The taxi population has fallen by more than 10 per cent since the arrival of ride-hailing apps such as Uber and Grab.
According to the latest Land Transport Authority (LTA) data, the number of cabs here hit an eight-year low of 25,699 as of June 30. This represents a 10.6 per cent drop from its peak of 28,736 in 2014, a year after Uber and Grab set up here.
In fact, the cab population has been shrinking every year since then, with little or no prospect of an upturn in the foreseeable future.
The bleak outlook prompted SMRT, the third-largest operator here, to enter into talks with Grab to dispose of its taxi business.
Cabbies are also leaving the trade in droves. According to an earlier Straits Times report, the percentage of idle or unhired taxis hit 9.1 per cent in May, almost double what it was at the same time last year.
Before Uber and Grab entered the fray, the unhired rate for taxis rarely went above 3 per cent.
Former cabby Alan Tang, 54, was among those who called it quits this year. Now in the security industry, he drove a Comfort taxi for about three years before giving it up.
The number of cabs in Singapore as of June 30, an eight-year low
“When I started in 2014, I was earning around $3,500 a month for a 12-hour shift. Just before I left, it had fallen to below $3,000,” he said.
“Driving a taxi has fringe benefits, such as freedom and having a car for your personal use, but it is not worth it when your earnings fall below $3,000,” he added.
Mr Tang said he is “easily making more than $3,000” in his new job.
“My pay last month was $3,800,” he said, adding that he has days off, annual leave, dental and medical benefits and, most importantly, Central Provident Fund contributions. “In the three years that I was driving a cab, I lost close to $40,000 in CPF contributions.”
Like his former fellow cabbies, he blames the rise of private-hire players and the inability of the taxi industry to respond adequately for the falling popularity of taxis.
Since 2013, the number of rental cars here has more than trebled to 63,259 as of the end of last month. Of the lot, some 50,000 are estimated to be plying as private-hire vehicles. Not all, however, display the tamper-evident decal required from July 1.
Some operate under carpooling services such as GrabHitch or UberPool, which are not governed by the new private-hire rules.

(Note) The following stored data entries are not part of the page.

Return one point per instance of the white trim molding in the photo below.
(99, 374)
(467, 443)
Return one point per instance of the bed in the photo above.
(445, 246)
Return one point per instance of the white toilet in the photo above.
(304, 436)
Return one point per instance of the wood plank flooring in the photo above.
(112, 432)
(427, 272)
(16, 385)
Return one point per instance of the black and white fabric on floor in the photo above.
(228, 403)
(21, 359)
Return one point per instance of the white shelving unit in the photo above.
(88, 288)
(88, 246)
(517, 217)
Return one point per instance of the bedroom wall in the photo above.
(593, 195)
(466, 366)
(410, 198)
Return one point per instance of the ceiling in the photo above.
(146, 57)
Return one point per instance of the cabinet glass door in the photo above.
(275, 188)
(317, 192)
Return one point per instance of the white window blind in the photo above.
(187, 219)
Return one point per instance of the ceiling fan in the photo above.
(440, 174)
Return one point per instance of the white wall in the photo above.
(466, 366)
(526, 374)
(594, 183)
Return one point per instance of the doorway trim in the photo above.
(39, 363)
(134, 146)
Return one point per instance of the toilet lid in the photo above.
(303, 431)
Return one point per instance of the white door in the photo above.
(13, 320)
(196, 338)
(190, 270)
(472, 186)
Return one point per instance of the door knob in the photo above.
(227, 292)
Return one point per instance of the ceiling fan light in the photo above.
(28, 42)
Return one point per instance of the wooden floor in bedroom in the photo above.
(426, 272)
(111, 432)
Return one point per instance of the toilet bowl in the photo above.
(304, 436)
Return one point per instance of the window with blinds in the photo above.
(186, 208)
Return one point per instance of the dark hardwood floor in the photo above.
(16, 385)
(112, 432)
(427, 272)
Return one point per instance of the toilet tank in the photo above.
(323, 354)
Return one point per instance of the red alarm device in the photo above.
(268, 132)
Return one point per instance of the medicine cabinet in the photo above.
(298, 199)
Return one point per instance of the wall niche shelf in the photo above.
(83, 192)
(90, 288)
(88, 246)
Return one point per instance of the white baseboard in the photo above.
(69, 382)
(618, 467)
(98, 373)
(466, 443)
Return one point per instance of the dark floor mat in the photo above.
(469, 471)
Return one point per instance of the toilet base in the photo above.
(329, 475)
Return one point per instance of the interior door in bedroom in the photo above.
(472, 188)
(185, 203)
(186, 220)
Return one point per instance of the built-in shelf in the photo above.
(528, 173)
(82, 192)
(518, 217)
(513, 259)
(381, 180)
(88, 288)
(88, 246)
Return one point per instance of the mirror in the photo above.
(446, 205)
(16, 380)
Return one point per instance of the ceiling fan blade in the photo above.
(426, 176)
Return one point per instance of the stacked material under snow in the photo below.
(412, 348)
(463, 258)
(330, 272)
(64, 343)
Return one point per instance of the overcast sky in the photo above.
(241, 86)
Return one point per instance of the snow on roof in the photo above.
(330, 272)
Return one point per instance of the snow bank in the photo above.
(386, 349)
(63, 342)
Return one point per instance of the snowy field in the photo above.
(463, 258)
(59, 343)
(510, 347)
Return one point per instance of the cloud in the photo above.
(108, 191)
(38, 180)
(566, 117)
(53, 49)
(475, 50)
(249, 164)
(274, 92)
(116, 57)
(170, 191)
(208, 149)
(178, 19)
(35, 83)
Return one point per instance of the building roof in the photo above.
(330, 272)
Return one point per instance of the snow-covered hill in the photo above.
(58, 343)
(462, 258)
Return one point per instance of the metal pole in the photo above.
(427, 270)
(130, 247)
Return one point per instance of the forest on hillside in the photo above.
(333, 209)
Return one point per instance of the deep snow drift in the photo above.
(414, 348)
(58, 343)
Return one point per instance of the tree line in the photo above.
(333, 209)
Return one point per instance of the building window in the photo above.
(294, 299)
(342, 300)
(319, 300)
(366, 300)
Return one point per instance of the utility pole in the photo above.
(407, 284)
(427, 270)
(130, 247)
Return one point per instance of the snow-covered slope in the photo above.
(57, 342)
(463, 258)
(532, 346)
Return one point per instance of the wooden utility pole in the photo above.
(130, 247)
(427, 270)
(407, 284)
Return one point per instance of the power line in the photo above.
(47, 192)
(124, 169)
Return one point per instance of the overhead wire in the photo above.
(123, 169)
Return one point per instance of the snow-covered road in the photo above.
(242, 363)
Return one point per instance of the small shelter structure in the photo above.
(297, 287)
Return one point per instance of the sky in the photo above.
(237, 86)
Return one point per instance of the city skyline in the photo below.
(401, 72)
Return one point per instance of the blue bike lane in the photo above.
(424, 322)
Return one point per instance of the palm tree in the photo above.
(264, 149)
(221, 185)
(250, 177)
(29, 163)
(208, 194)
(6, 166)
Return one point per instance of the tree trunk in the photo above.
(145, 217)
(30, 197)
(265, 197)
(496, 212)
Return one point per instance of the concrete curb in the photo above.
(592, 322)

Chinese daily Lianhe Zaobao reported over the weekend that Grab had terminated the services of some 200 drivers for exploiting this loophole by, for instance, breaching the two-ride-a-day cap stipulated for carpooling services.
To stem the exodus of drivers, cab operators have started cutting rental rates. Industry leader ComfortDelGro, for instance, has rolled out a $79 daily rate for Hyundai i40 cabs that are over three years old. This rate comes with various conditions, but is lower than the $125 charged for a new car.
The intense competition has spooked investors, with ComfortDelGro’s stock price hitting a three- year low of $2.26 yesterday.
Meanwhile, the number of private cars has also plummeted. According to LTA data, the cohort hit a nine-year low of 545,024 as of the end of last month – 10.3 per cent down from a high of 607,292 in 2013. Part of the contraction has to do with private cars being converted to become private-hire vehicles.
The total vehicle population has fallen to a seven-year low of 953,097 – 2.2 per cent lower than the high of 974,170 in 2013. This has to do with a three-month lag between the time a vehicle is scrapped and the time a certificate of entitlement is recycled back into the system.